Pensioni: Opzione donna diventerà strutturale. Le ipotesi allo studio

opzione donna strutturale
La pensione Opzione Donna diventa strutturale. Le ipotesi allo studio

Il ministro del Lavoro Orlando ha manifestato l’intenzione di rendere Opzione Donna strutturale, cioè di rendere il sistema di uscita flessibile dal lavoro riservato alle donne parte integrante del sistema pensionistico. Cosa potrebbe cambiare in futuro?

Cos’è Opzione donna

Opzione donna è il trattamento pensionistico riservato alle donne che al 31 dicembre 2021 hanno compiuto 58 anni di età, 59 anni per le lavoratrici autonome, di uscire dal mondo del lavoro, a condizione che abbiano maturato 35 anni di contributi. Per raggiungere il requisito contributivo possono essere utilizzati anche i contributi da riscatto, da ricongiunzione, volontari e figurativi, mentre sono esclusi i contributi accreditati per malattia e disoccupazione. Opzione donna prevede però anche degli svantaggi e gli stessi riguardano il calcolo dell’assegno pensionistico che viene eseguito esclusivamente con il metodo contributivo.

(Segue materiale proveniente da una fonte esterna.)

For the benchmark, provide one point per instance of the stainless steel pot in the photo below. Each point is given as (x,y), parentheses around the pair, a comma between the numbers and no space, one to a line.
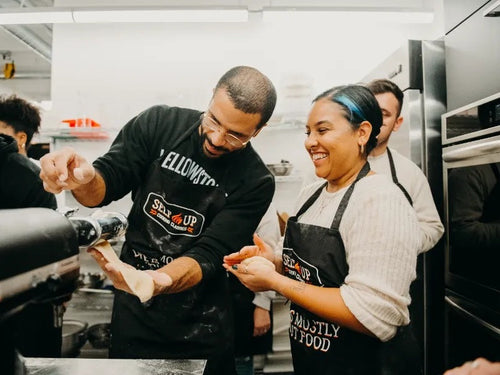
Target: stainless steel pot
(74,336)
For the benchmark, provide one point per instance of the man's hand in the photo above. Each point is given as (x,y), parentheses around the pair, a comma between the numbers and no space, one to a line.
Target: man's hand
(65,170)
(143,284)
(259,249)
(261,321)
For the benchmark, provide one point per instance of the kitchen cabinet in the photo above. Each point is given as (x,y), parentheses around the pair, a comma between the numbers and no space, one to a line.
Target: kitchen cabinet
(472,59)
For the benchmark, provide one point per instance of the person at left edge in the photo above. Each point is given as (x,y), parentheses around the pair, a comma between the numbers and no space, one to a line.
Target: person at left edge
(34,331)
(199,192)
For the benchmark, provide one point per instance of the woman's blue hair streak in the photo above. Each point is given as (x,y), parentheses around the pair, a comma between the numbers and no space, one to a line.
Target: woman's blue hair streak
(356,114)
(360,105)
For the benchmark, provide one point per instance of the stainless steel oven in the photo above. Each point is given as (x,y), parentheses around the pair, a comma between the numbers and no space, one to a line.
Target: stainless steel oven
(471,182)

Con la legge di bilancio 2022 si è provveduto a prorogare opzione donna di un anno, ma il ministro Orlando ha dichiarato che si dovrebbe provare a rendere strutturale o almeno pluriennale Opzione Donna e di conseguenza dare ancora per qualche anno alle donne la possibilità di uscire anticipatamente dal lavoro, senza dover quindi attentere il compimento del 67° anno di età.

Sei interessata a Opzione Donna? Scopri le caratteristiche: legge di bilancio 2022: novità per Quota 102 e Opzione Donna

Opzione donna strutturale deve ridurre il gender gap

Il Ministro nelle sue dichiarazioni fatte nel corso di un’intervista a Radio Immagina, cioè la radio web del Pd, è però andato anche oltre. Ha sottolineato che il confronto sulle pensioni deve partire dal dato che le donne hanno in realtà ancora un doppio ruolo (cura e lavoro) nella società quasi esclusivo e di conseguenza questo fatto deve essere tenuto in considerazione nell’accesso alla pensione.

A dare l’allarme sul gender gap pensionistico è stato anche il presidente dell’INPS Tridico che ha sottolineato in varie dichiarazioni che la differenza salariale tra uomini e donne, si ripercuote sul calcolo della pensione e di conseguenza nella maggior parte dei casi le donne maturano assegni di importo inferiore. La disparità risulta essere di circa il 27%. L’assegno medio per un uomo è di 1.863 euro, mentre per le donne 1.352 euro.